Con l’avvento dell’indipendenza il regime si dedica a una totalizzante politica di arabizzazione della minoranza kurda: deportazioni, bando di insegnanti e medici da ogni attività, espulsione dalle terre a favore di coloni arabi. Vietate tutte le espressioni dell’identità. Ma qualcuno riesce a nascondere libri e riviste.
«A Damasco nel 1987 la mia attività di ricerca era molto pericolosa – continua Ceweri. C’erano spie ovunque. Volevo comprare tutti i 57 numeri della rivista Hawar dal 1932 al 1943. E dopo un avventuroso percorso ci sono riuscito». Il 15 maggio 1988 pubblica i 57 numeri di Hawar in due grandi volumi. Da allora il 15 maggio si celebra la Giornata Internazionale della Lingua Kurda. Nel 1992 fonda Nudem (Tempi nuovi), una rivista letteraria classica nello stesso spirito di Hawar ma di taglio moderno, uno strumento per collegare autori di tutto il Kurdistan e della diaspora. «Il primo numero di Nudem uscì nel 1992 e ospitò un’opera di Musa Anter. Poco dopo Musa Anter fu assassinato».

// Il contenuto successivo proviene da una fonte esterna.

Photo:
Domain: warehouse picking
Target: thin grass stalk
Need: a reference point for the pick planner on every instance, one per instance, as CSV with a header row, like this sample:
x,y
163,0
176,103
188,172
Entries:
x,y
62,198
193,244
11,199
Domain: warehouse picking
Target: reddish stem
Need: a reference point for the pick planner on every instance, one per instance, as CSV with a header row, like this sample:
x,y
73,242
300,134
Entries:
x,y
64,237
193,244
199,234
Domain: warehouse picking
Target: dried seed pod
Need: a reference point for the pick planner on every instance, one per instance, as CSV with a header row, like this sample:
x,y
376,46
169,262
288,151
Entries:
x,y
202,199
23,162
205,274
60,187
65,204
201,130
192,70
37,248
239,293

Il 20 settembre 1992 lo scrittore Musa Anter fu assassinato a colpi di pistola da un sicario dei servizi turchi mentre si recava a un Festival d’Arte a Diyarbakir. Per la sua fama, la sua popolarità e il suo ruolo di esponente di primo piano della cultura in Turchia, Musa Anter è il simbolo della “strage dei democratici”, scientificamente perpetrata da Ankara negli anni 90 per annientare la società civile del Kurdistan.
Il ragazzo che scriveva poesie continua a combattere la sua guerra e trova sempre nuovi sistemi d’arma. Negli anni ‘90 fonda una casa editrice che pubblica libri in kurdo e traduce autori di tutto il mondo. Tra essi Dostoiewsky, Sartre, Steinbeck, Cekov, Beckett…«Avevo visto a teatro Aspettando Godot e ho voluto tradurlo – ricorda Ceweri – Quando nel 1992 nacque il mio primo figlio cominciai a tradurre in kurdo libri svedesi per l’infanzia come quelli di Astrid Lindgren ». In 44 anni Ceweri ha pubblicato 44 libri, di cui 5 suoi romanzi, tradotti in svedese, tedesco, turco, persiano, kurdo sorani e italiano. E’ stato premiato dall’Accademia Svedese per la traduzione di un poema svedese in lingua kurda nel 2018 e per la promozione della cultura svedese all’estero nel 2023. Nel 2020 il Governo autonomo del Kurdistan iracheno gli ha attribuito il premio Penna d’Oro. E’ un esponente del Pen Club e ha fondato l’Associazione Scrittori Kurdi in esilio. Le sue poesie rivivono nelle canzoni dei musicisti del Kurdistan.
All’incontro ho portato con me il piccolo libro Canti d’amore e di libertà del popolo kurdo. Firat Ceweri è commosso nel sapere che questa antologia di poesie d’autore e del folklore grazie all’eccezionale tiratura della collana Millelire trent’anni fa e a una recente riedizione ha conquistato il cuore di migliaia di lettori italiani e il ricordo torna ai tempi pericolosi del taccuino.
«Mia mamma ha sempre avuto molta paura per me. Si sentiva in colpa per avermi trasmesso la sua lingua proibita. Se fosse ancora con noi sarebbe felice di vedermi premiato per aver scritto nella sua lingua, nella nostra lingua madre».